Department of Computer Engineering, Bilkent University, Ankara, Turkey.
J Biomed Inform. 2009 Dec;42(6):1046-55. doi: 10.1016/j.jbi.2009.05.004. Epub 2009 May 13.
Protein name extraction, one of the basic tasks in automatic extraction of information from biological texts, remains challenging. In this paper, we explore the use of two different machine learning techniques and present the results of the conducted experiments. In the first method, Bigram language model is used to extract protein names. In the latter, we use an automatic rule learning method that can identify protein names located in the biological texts. In both cases, we generalize protein names by using hierarchically categorized syntactic token types. We conducted our experiments on two different datasets. Our first method based on Bigram language model achieved an F-score of 67.7% on the YAPEX dataset and 66.8% on the GENIA corpus. The developed rule learning method obtained 61.8% F-score value on the YAPEX dataset and 61.0% on the GENIA corpus. The results of the comparative experiments demonstrate that both techniques are applicable to the task of automatic protein name extraction, a prerequisite for the large-scale processing of biomedical literature.

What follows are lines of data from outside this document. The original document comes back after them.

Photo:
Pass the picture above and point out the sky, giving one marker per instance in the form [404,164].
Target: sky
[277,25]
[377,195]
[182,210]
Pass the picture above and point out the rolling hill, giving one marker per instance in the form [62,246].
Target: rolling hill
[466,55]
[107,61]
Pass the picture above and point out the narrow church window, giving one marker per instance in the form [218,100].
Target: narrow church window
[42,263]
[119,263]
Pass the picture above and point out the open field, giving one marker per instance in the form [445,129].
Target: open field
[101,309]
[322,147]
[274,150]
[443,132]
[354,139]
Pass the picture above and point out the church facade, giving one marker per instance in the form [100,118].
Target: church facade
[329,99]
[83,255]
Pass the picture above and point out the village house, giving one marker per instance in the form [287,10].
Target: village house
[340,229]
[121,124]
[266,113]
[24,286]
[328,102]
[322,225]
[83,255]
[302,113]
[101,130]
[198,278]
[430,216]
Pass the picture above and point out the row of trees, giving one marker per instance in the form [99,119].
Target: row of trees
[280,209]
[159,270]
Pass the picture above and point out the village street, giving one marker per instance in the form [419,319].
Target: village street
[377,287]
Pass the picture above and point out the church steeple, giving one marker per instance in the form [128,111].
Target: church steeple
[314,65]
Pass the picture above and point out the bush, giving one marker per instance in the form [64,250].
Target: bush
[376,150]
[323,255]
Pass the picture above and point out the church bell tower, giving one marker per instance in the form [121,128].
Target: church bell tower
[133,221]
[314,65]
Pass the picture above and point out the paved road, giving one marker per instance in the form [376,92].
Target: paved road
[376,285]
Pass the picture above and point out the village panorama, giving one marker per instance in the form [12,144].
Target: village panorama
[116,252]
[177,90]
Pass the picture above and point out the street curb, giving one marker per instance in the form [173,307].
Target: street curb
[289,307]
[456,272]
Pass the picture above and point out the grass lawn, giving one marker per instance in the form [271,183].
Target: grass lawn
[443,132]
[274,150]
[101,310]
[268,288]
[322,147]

蛋白质名称提取是从生物文本中自动提取信息的基本任务之一,仍然具有挑战性。在本文中,我们探索了两种不同的机器学习技术的应用,并呈现了所进行实验的结果。在第一种方法中,使用二元语法语言模型提取蛋白质名称。在后一种方法中,我们使用一种自动规则学习方法,可以识别位于生物文本中的蛋白质名称。在这两种情况下,我们通过使用分层分类的句法标记类型来泛化蛋白质名称。我们在两个不同的数据集上进行了实验。我们基于二元语法语言模型的第一种方法在 YAPEX 数据集上获得了 67.7%的 F 分数,在 GENIA 语料库上获得了 66.8%的 F 分数。开发的规则学习方法在 YAPEX 数据集上获得了 61.8%的 F 分数,在 GENIA 语料库上获得了 61.0%的 F 分数。比较实验的结果表明,这两种技术都适用于自动蛋白质名称提取任务,这是大规模处理生物医学文献的前提。